National Innovation Center
- Formation: November 9, 2012; 13 years ago
- Purpose: Science and Technology
- Headquarters: Tribhuvan University, Kritipur
- Key people: Mahabir Pun
- Website: nicnepal.org

= National Innovation Center =

Nepali organisation

The National Innovation Center (Nepali: राष्ट्रिय आविष्कार केन्द्र) is a Nepali nonprofit organization established by social entrepreneur Mahabir Pun on November 9, 2012. The center was established to sponsor proposed entrepreneurship projects in Nepal and prevent brain drain. In 2019, Tribhuvan University donated land for the construction of the center, and it was constructed at a cost of Rs. 8 crore on the university's campus in Kirtipur.

==Funding==

Prior to July 2016, Mahabir Pun met with Nepali government officials to request funding for the center. After his requests went unanswered, he began a crowdfunding campaign, which raised Rs. 50 million in six months. Pun's long-term plan to fund the center involved the construction of a hydroelectric power station, which would raise money through the sale of electricity. Mahabir also pledged to sell 28 ropanis of his privately-owned land (roughly 14,000 square meters) to raise money for the center's construction.

==Objectives==
The primary objective of the National Innovation Center is to promote a culture of research and technological innovation in Nepal. Pun has described the Center as helping Nepalis "become entrepreneurs so they can contribute to the economic development of the nation." A stated goal of the center is combating brain drain by providing opportunities for entrepreneurs to pursue innovative projects in Nepal.

==Founding members==
The founding members of the organization include:
- Mahabir Pun, Nepali Minister of Science, Technology and Innovation.
- Rameshwor Prasad Khanal, former Nepali Minister of Finance
- Dambar Nepali, a hydroelectricity expert.

==Notable projects==
The stated goal of the NIC is to sponsor projects with the potential to serve the needs of Nepali communities. According to Pun, the center does not discriminate based on academic qualifications when selecting projects. As of 2019, the center has sponsored a total of 20 different projects.

===Medical drones===

In 2020, the NIC collaborated with Prokura Innovations and the UNICEF Venture Fund to develop a fleet of prototype drones capable of delivering medicines to otherwise inaccessible areas in mountainous terrain. The design, fabrication and testing of the drones were done in Nepal by a group of engineering students. The drones have successfully demonstrated the ability to carry a payload weighing 1 kg over a distance of 2 kilometers..

===Sel roti machine===
In 2020, Abhisek Nakarmi and Krishna Deole, two students working under the aegis of the NIC, developed a machine to mass-produce sel roti, a traditional Nepali dish made from rice flour.

=== Monkey repellent system ===

In 2020, the NIC began experiments to study the viability of an audio-based monkey repellent system. In Nepal, monkeys frequently raid corn fields and cause significant crop destruction; the proposed project aims to make a device powered by solar energy that can sense and repel wild animals by producing different sounds.

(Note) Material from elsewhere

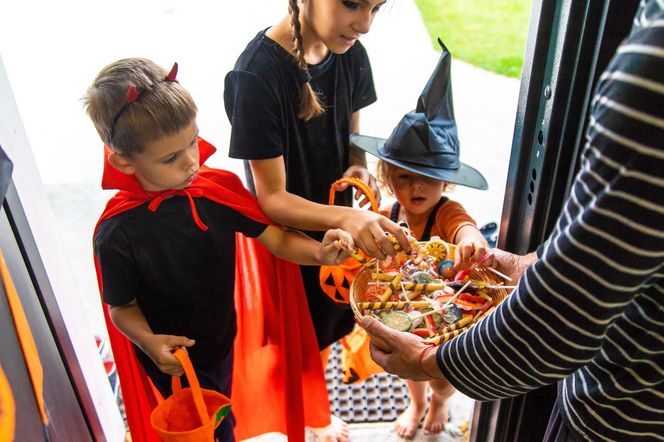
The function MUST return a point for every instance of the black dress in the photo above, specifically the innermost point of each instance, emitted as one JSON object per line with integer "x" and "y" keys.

=== Online bus ticketing platform ===

'OK Journey', a bus ticket booking app and online platform, was started at the NIC by Rajesh Das. The goal of the app is to reduce wait times for purchasing bus tickets in Nepal.

==COVID-19 response==
During the 2020 COVID-19 pandemic, the NIC actively participated in various assistance programs. It distributed personal protective equipment to ambulance drivers and health workers., and opened swab collection booths at several hospitals in Kathmandu, including Bir Hospital, Birendra Hospital, APF Hospital, Bhaktapur Cancer Hospital, and Teku Hospital. The center also offered complimentary ventilator repair services to various hospitals.

==Industrial collaboration==
The NIC has collaborated with various commercial organizations. It has worked to produce fodder at a commercial scale for chicken and fish farms in the Chitwan District of Nepal. It has also promoted tourism and agricultural development in several cities, including Biratnagar and Pokhara.